Some of Cunha’s philosophical opinions, which will be the subject of the next section, also suggest, at first sight, a preference for geometry.

But, as we will see in later sections, things are not so simple. In a sense, both Youschkevitch and Gomes Teixeira were right: Cunha’s calculus had an analytical part and a geometrical part. And Euler was probably a bigger influence than Cunha himself would like to admit.Footnote 28

4 Cunha’s mathematical ontology

One of the most marked characteristics in José Anastácio da Cunha’s Principios Mathematicos is the near absence of commentaries or explanatory notes. A consequence is that no motivation is presented there for the frequently unusual and sometimes truly original paths that the text follows.

However, Cunha also left several shorter manuscripts on particular mathematical topics, and in those texts he did include several methodological and philosophical reflexions, often very critical of the ways in which several mathematical topics were usually developed in the eighteenth century.

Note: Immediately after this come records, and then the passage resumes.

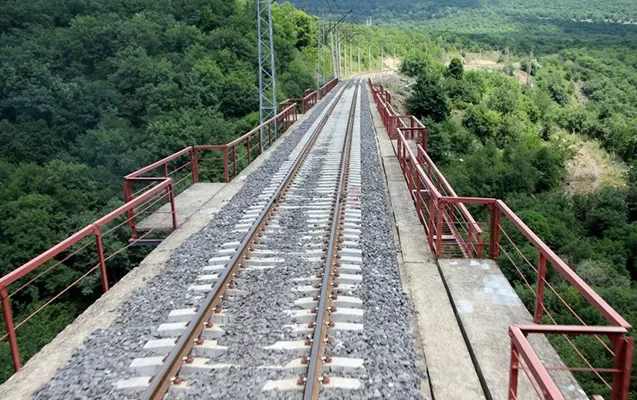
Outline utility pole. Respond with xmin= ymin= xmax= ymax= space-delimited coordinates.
xmin=504 ymin=46 xmax=511 ymax=75
xmin=349 ymin=42 xmax=354 ymax=75
xmin=526 ymin=50 xmax=533 ymax=86
xmin=330 ymin=29 xmax=338 ymax=79
xmin=316 ymin=17 xmax=325 ymax=89
xmin=391 ymin=45 xmax=396 ymax=71
xmin=257 ymin=0 xmax=277 ymax=152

Based on one of the few of those texts then known (his essay on the principles of mechanics, already mentioned), Norberto Ferreira da Cunha noted in (2001) Anastácio da Cunha’s nominalistic, or anti-essentialist, stance: he rejected the real existence of universals (abstract ideas).Footnote 29 But one of the most clear passages in this respect can be found in another text, discovered only in 2005, a prologue for a presentation of the principles of geometryFootnote 30:

“[there is no reason to] seriously consider, analyse and combine beings of reason, mere Aristotelian substantial forms, such as would be, in the literal sense of almost every author, point, line, surface, angle, ratio between two magnitudes, incomparable indivisibles, infinitely large and infinitely small [quantities], fluxions, prime and ultimate ratios, velocity, momentum, force, action, reaction, collision, attraction, repulsion. It is not usually noticed that such words are but descriptions of phenomena, abbreviations of phrases, of arguments, sometimes intricate and even unfeasible; and this negligence together with the unprofitable mistake or imprudence of taking them for names of substances, such as are e. g. the words man, tree, flower, Sun, stars, etc. has been an extremely plentiful source of logomachies and relevant errors”.Footnote 31

Cunha’s concern with proper definitions (pages 6-7 above) was, at least in part, a consequence of his nominalism. For most mathematicians of the 18th century, definitions were merely descriptions of mathematical objects that were assumed to exist a priori; they were intended to convey the general meaning of a word, but did not need to exhaust that meaning [Ferraro 1999, 103–104; Petrie 2012, 282–285]. Not so for the nominalist Cunha: for instance, in a manuscript (in English) on logarithms and powers, he complained of authors who

“employ sophistry to prove what the narrowness of their definition renders not only incapable of demonstration, but even unintelligible. They define the power of a number to be what is form’d by its continual multiplication. Admit this, and then I will ask you what does \(a^\frac{1}{2}\) or \(a^\frac{1}{3}\) signify?” (Cunha 1778, 58).Footnote 32

For Cunha, the word “power”, or the symbol \(a^b\), could mean only what its definition said it meant; hence he sought to define power, in (Cunha 1778) and in (Cunha 1790, 108–109), in ways not limited to integer exponents.Footnote 33 We have seen in page 9 that when discussing the appropriateness of the names “fluent and fluxion”, he concluded that “it matters little: in the definitions lies everything”.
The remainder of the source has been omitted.